Québec's privacy law introduces helpful exceptions to facilitate commercial transactions: lawyers

Law also adopts tough monetary penalties, rigorous accountability around data use, says David Young

Québec's privacy law introduces helpful exceptions to facilitate commercial transactions: lawyers
David Young, Guillaume Laberge

Québec’s new privacy law, Bill 64, adopts the rigour of Europe’s General Data Protection Regulation (GDPR), but also helps facilitate commercial transactions with new exceptions for the disclosure of personal information, say two privacy lawyers.

Bill 64, “An Act to modernize legislative provisions regarding the protection of personal information,” received Royal Assent last fall, and will be enacted in three stages, beginning this September.

The legislation is a “complete overhaul” of Québec privacy law, for both the public and private sector, and is “maybe the most stringent [privacy] legislation in North America,” says Guillaume Laberge, a partner in the Montréal office of Lavery de Billy LLP.

“They are the first jurisdiction in Canada to bring into play these more rigorous GDPR rules, including the penalties,” says David Young, who practises privacy and regulatory law in Toronto. “You’ve really got the two sides. More facilitation for businesses. But on the flip side, more rigor in terms of the compliance rules.”

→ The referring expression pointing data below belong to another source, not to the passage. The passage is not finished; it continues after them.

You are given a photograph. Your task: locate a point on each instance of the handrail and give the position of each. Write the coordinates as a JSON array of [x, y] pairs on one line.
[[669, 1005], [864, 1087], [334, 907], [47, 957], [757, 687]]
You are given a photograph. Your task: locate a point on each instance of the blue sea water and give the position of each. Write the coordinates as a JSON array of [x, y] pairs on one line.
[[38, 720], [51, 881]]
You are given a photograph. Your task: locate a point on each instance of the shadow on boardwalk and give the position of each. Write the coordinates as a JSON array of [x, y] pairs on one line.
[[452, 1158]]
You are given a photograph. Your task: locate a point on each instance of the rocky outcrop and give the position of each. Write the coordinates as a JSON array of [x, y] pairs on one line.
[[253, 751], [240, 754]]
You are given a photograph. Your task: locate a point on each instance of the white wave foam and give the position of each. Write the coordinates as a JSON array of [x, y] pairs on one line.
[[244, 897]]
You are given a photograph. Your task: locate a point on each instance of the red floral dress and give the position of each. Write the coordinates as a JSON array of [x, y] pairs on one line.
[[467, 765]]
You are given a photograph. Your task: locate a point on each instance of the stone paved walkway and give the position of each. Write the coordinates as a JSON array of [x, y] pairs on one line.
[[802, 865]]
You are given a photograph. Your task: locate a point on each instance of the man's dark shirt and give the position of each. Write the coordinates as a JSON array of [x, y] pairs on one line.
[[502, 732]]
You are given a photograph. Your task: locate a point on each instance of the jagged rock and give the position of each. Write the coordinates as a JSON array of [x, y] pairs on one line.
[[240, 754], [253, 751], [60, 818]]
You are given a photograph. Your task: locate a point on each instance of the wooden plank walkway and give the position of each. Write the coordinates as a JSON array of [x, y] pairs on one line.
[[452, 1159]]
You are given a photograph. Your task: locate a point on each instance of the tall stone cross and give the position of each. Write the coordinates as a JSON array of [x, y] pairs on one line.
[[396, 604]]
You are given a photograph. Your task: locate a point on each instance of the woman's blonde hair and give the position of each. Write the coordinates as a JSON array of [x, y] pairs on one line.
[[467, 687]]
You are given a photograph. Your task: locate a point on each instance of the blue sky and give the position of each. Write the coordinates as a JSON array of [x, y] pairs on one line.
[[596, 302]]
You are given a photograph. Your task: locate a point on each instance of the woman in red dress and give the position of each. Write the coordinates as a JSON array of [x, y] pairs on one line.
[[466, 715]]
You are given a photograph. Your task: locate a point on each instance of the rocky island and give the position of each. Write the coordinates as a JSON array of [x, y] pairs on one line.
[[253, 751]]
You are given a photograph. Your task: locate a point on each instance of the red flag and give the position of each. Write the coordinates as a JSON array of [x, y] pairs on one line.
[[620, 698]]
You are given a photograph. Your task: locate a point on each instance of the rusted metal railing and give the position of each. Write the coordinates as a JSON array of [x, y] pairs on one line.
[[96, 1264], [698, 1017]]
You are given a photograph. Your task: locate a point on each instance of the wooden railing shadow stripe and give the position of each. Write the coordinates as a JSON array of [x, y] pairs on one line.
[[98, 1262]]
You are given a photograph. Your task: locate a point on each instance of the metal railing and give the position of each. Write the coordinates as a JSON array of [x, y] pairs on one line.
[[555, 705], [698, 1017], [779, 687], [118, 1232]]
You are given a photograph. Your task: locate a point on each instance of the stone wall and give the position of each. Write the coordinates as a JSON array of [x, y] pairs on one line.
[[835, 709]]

Section 18.4 of the Act creates a new exception for the disclosure of personal information without consent when communication of the personal information is necessary to conclude a commercial transaction. The section defines a commercial transaction as involving “a transfer of ownership of all or part of an enterprise.” This means that, in the due-diligence process, companies may share client lists, names of independent contractors, pension-plan details, employee lists, contracts and remuneration programs, says Laberge.

“I’d say it’s a long-overdue exception,” he says. Laberge notes that similar exceptions are already present in the federal Personal Information Protection and Electronic Documents Act (PIPEDA), and both British Columbia’s and Alberta’s own privacy legislation.

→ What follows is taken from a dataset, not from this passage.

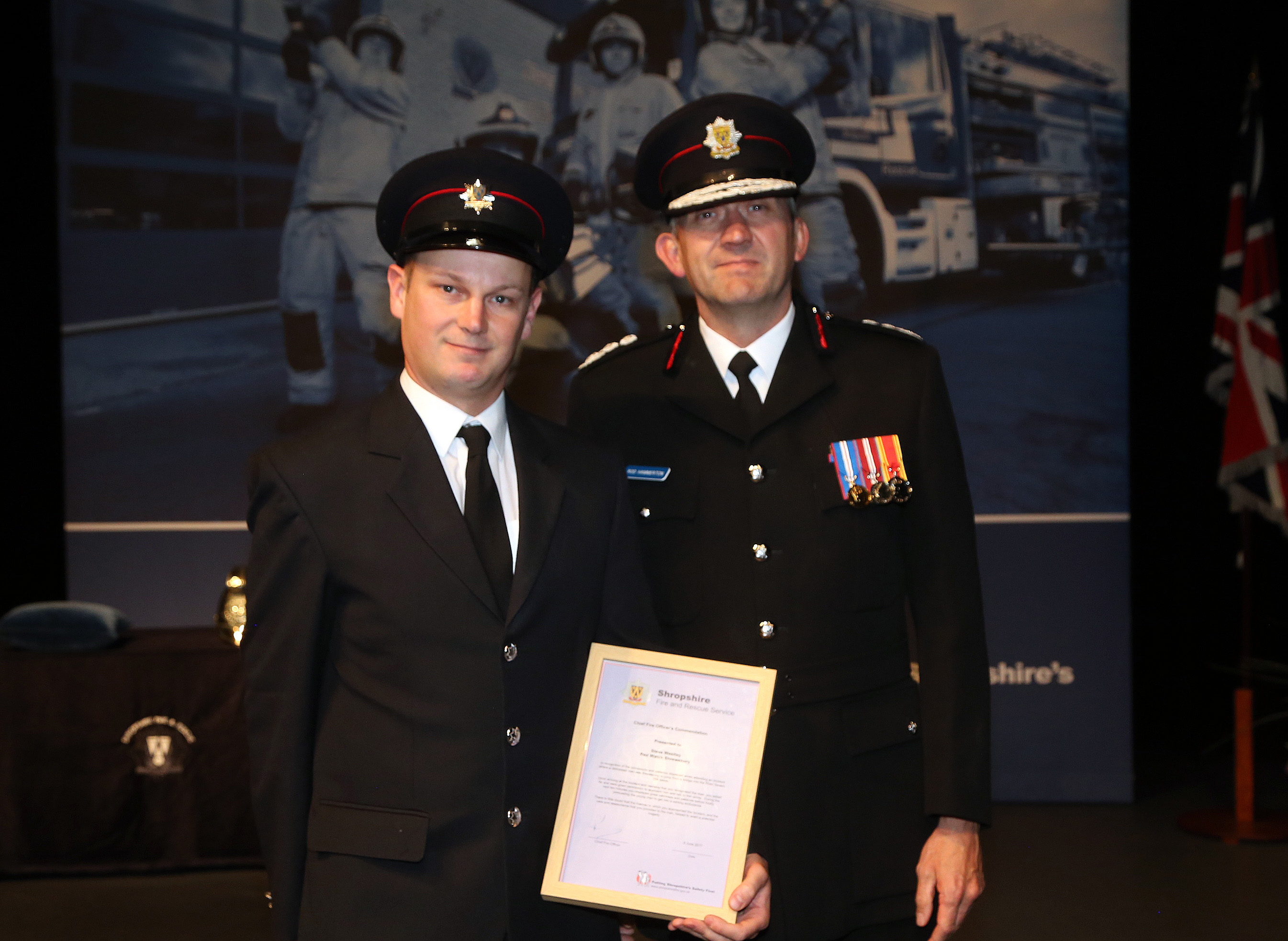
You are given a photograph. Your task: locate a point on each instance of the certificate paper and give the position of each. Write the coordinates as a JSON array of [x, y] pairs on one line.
[[661, 782]]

To make use of the exception, the party communicating the personal information must execute an agreement with the receiving party. The latter must agree to only use the information to conclude the transaction, to not communicate it without consent or as authorized under the act, to take all measures to protect its confidentiality and to destroy the information if the transaction falls apart or the information is no longer necessary to complete the transaction.

“From a Québec practitioner’s point of view,” says Young, “… that was a significant plus to the law… Québec’s brought that rule up to the same level as the rest of Canada.”

Prior to Bill 64, to share personal information as part of a commercial transaction required a more complicated process, in which parties were required to anonymize the information or get a third-party involved, says Laberge.

The definition of personal information has also been revised to exclude business contact information – a person’s name, title, duties, professional address and email, for example, he says. “It’s no longer subject to the collection, communication and retention obligations of the Act.”

As they figure out how to upgrade procedures to meet Bill 64’s stricter requirements, there is currently “quite a bit of gnashing of teeth,” among businesses operating in Québec, says Young. The law requires privacy impact assessments at a lower threshold than that of the GDPR. “Basically, any adoption of a technology that involves processing of data requires a privacy impact assessment, and this is something that really has not existed in the private sector, until now,” he says.

Companies are also required to do a privacy impact assessment when transferring data outside the province, to determine what risks exist in that jurisdiction.

Bill 64 represents the “first stake in the ground” in Canada for the second generation of privacy regimes, with Québec’s first privacy law, and those in Alberta, B.C. and PIPEDA comprising the first, says Young. The first-generation laws were crafted before the proliferation of data and data breaches and lacked significant financial penalties, he says.

Contravention of Bill 64 invites fines up to the greater between $25 million and four per cent of worldwide income in the preceding fiscal year.

The GDPR inaugurated the second generation, and Canadian governments are now following suit with more severe penalties and more rigorous accountability around data use, says Young. Last summer, Ontario produced a white paper calling for input to aid the development its own private sector privacy regime. Last April, B.C. convened a Legislative Assembly Special Committee to review the province’s Personal Information Protection Act. The committee released its report, and 34 recommendations for strengthening the act, in December. Ottawa also aims to reform federal privacy law with the Digital Charter Implementation Act, which was tabled in November 2020.